Neurosurg Focus 34 (6):E8, 2013
Imaging-guided surgery (IGS) systems are widely used in neurosurgical practice. During epilepsy surgery, the authors routinely use IGS landmarks to localize intracranial electrodes and/or specific brain regions. The authors have developed a technique to coregister these landmarks with pre- and postoperative scans and the Montreal Neurological Institute (MNI) standard space brain MRI to allow 1) localization and identification of tissue anatomy; and 2) identification of Brodmann areas (BAs) of the tissue resected during epilepsy surgery. Tracking tissue in this fashion allows for better correlation of patient outcome to clinical factors, functional neuroimaging findings, and pathological characteristics and molecular studies of resected tissue.
Methods. Tissue samples were collected in 21 patients. Coordinates from intraoperative tissue localization were downloaded from the IGS system and transformed into patient space, as defined by preoperative high-resolution T1-weighted MRI volume. Tissue landmarks in patient space were then transformed into MNI standard space for identification of the BAs of the tissue samples.
Results. Anatomical locations of resected tissue were identified from the intraoperative resection landmarks. The BAs were identified for 17 of the 21 patients. The remaining patients had abnormal brain anatomy that could not be meaningfully coregistered with the MNI standard brain without causing extensive distortion.

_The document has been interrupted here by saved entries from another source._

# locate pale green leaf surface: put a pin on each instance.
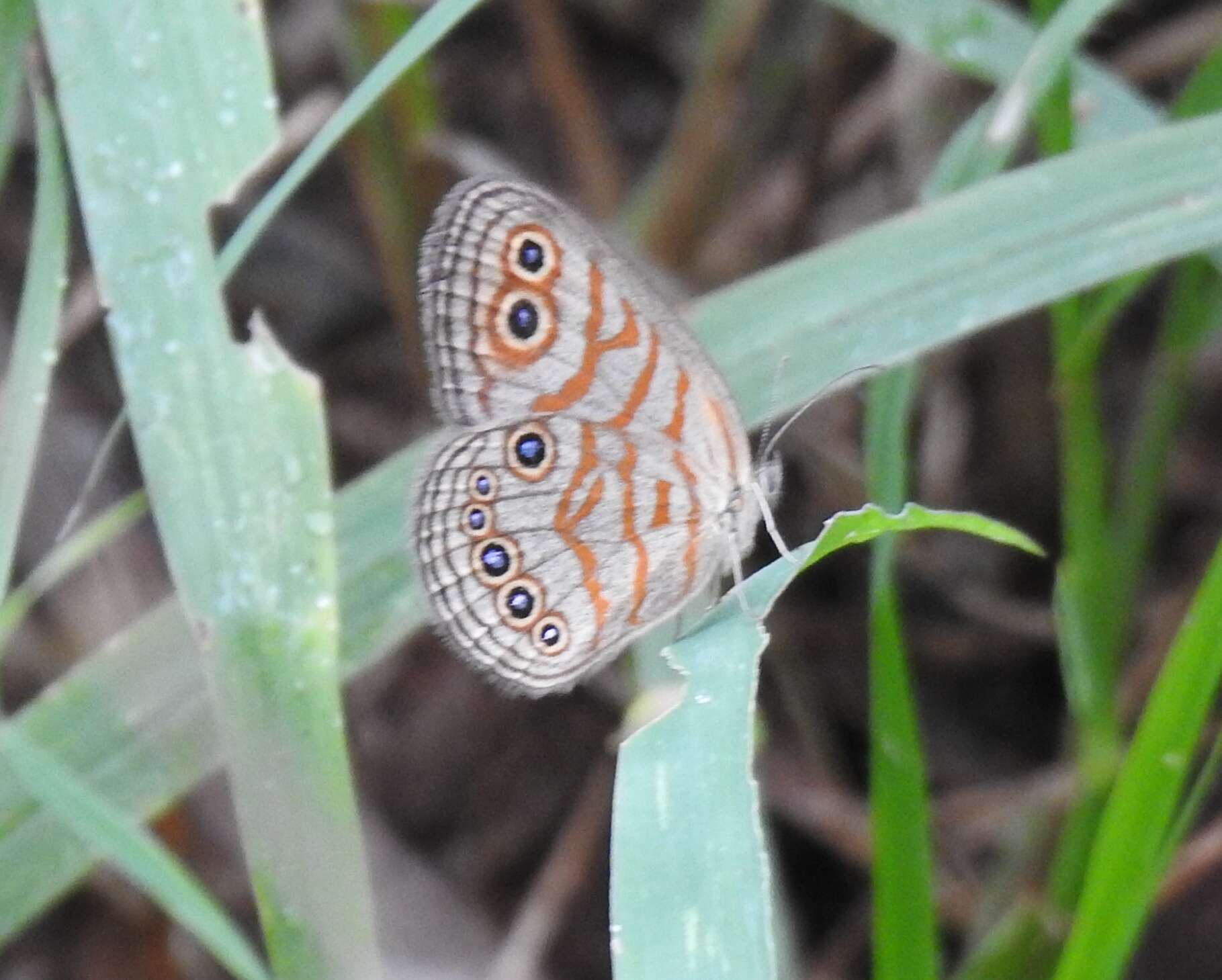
(986, 143)
(16, 26)
(941, 271)
(143, 858)
(699, 903)
(433, 25)
(167, 107)
(836, 296)
(152, 735)
(28, 377)
(904, 922)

Conclusions. This coregistration and landmark tracking technique allows localization of tissue that is resected from patients with epilepsy and identification of the BAs for each resected region. The ability to perform tissue localization allows investigators to relate preoperative, intraoperative, and postoperative functional and anatomical brain imaging to better understand patient outcomes, improve patient safety, and aid in research.